PROPOSITION DE RÉSOLUTION EUROPÉENNE

Le Sénat,

Vu l'article 88-4 de la Constitution,

Vu les articles 73 quater et 73 quinquies du Règlement du Sénat,

Vu le traité sur le fonctionnement de l'Union européenne, en particulier ses articles 38 à 44,

Vu le règlement (UE) n° 1308/2013 du Parlement européen et du Conseil du 17 décembre 2013 portant organisation commune des marchés des produits agricoles et abrogeant les règlements (CEE) n° 922/72, (CEE) n° 234/79, (CE) n° 1037/2001 et (CE) n° 1234/2007 du Conseil,

Vu le règlement (CE) n° 607/2009 du 14 juillet 2009 fixant certaines modalités d'application du règlement (CE) n° 479/2008 du Conseil en ce qui concerne les appellations d'origine protégées et les indications géographiques protégées, les mentions traditionnelles, l'étiquetage et la présentation de certains produits du secteur vitivinicole,

Vu le règlement (CE) n° 479/2008 du Conseil du 29 avril 2008 portant organisation commune du marché vitivinicole, modifiant les règlements (CE) n° 1493/1999, (CE) n° 1782/2003, (CE) n° 1290/2005 et (CE) n° 3/2008, et abrogeant les règlements (CEE) n° 2392/86 et (CE) n° 1493/1999,

Considérant que les réformes de 2008 et de 2013 ont été adoptées dans une logique d'équilibre et de préservation des particularités du secteur vitivinicole ;

Considérant que la Commission européenne prépare une modification des règles d'identification et de commercialisation des productions viticoles afin de les rendre compatibles avec le traité sur le fonctionnement de l'Union européenne ;

Considérant que les actes délégués et d'exécution susceptibles d'être adoptés par la Commission européenne sont encadrés et strictement prévus par le règlement (UE) n° 1308/2013 précité ;

Considérant la nécessité de maintenir la spécificité du secteur vitivinicole ;

Considérant la nécessité de protéger le secteur vitivinicole d'une libéralisation sans protection ;

Considérant la nécessité de protéger les appellations d'origine et les indications géographiques contre toute utilisation visant à profiter abusivement de la réputation associée aux produits répondant aux exigences correspondantes ;

Considérant la nécessité de ne pas induire en erreur le consommateur ;

1. Recommande de veiller à ce que le processus engagé par la Commission européenne, sous couvert de simplification, ne disperse pas les dispositions applicables au secteur vitivinicole dans divers textes européens ;

2. Souhaite que les dispositions relatives à l'étiquetage, les mentions traditionnelles et les indications géographiques continuent à être réunies dans un seul texte ;

3. Souhaite le maintien des outils de segmentation du marché permettant la distinction stricte entre des vins bénéficiant d'une appellation d'origine protégée ou d'une indication géographique protégée et des vins sans indication géographique ;

4. Estime que les outils de valorisation des indications géographiques, notamment par le biais des règles d'utilisation des mentions traditionnelles sont nécessaires au rayonnement du secteur viticole ;

5. Souhaite maintenir l'interdiction, pour des vins sans indication géographique, d'indiquer une origine géographique plus petite que celle de l'État membre.

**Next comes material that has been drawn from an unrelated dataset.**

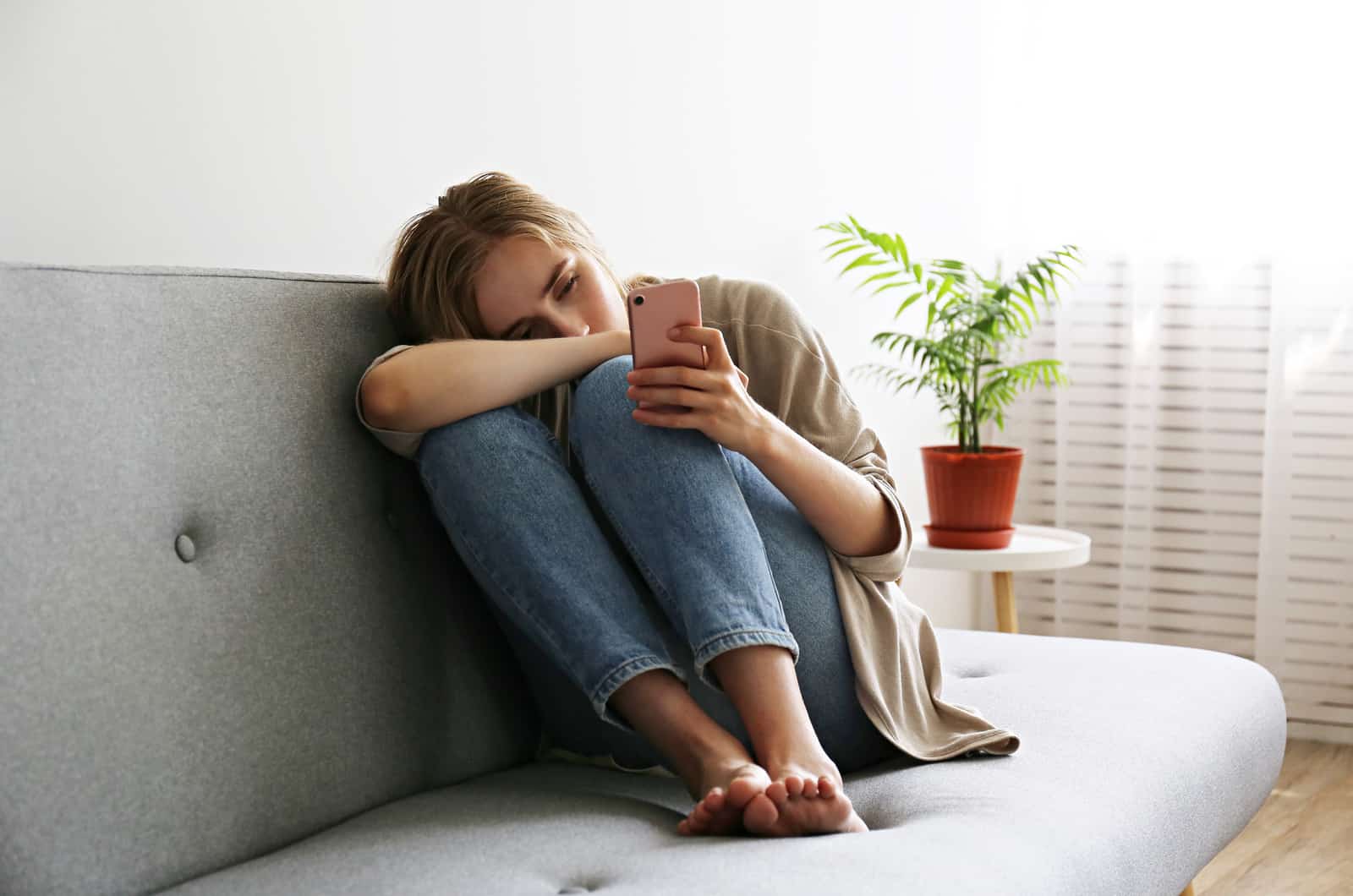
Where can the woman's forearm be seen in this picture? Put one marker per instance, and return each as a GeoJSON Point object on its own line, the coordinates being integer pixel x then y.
{"type": "Point", "coordinates": [437, 383]}
{"type": "Point", "coordinates": [850, 513]}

LISTE DES PERSONNES AUDITIONNÉES PAR LES RAPPORTEURS

- M. Philippe DUCLAUD, sous-directeur des filières agroalimentaires - Ministère de l'Agriculture, de l'Agroalimentaire et de la Forêt.

- M. Arnaud DUNAND, chef du Bureau Vin et autres boissons - Ministère de l'Agriculture, de l'Agroalimentaire et de la Forêt.

- M. Éric TESSON, chargé de mission - Confédération Nationale des Producteurs de Vins et Eaux-de-Vie de Vin à Appellations d'Origine Contrôlée (CNAOC).

- M. Jean-Luc DAIRIEN, directeur de l'Institut National de l'origine et de la qualité (INAO).

M. Pascal BOBILLIER-MONNOT, directeur de la CNAOC, s'est également entretenu avec les rapporteurs


* 1 M. Simon Sutour, La place des actes délégués dans la législation européenne - Sénat n° 322 (2013-2014).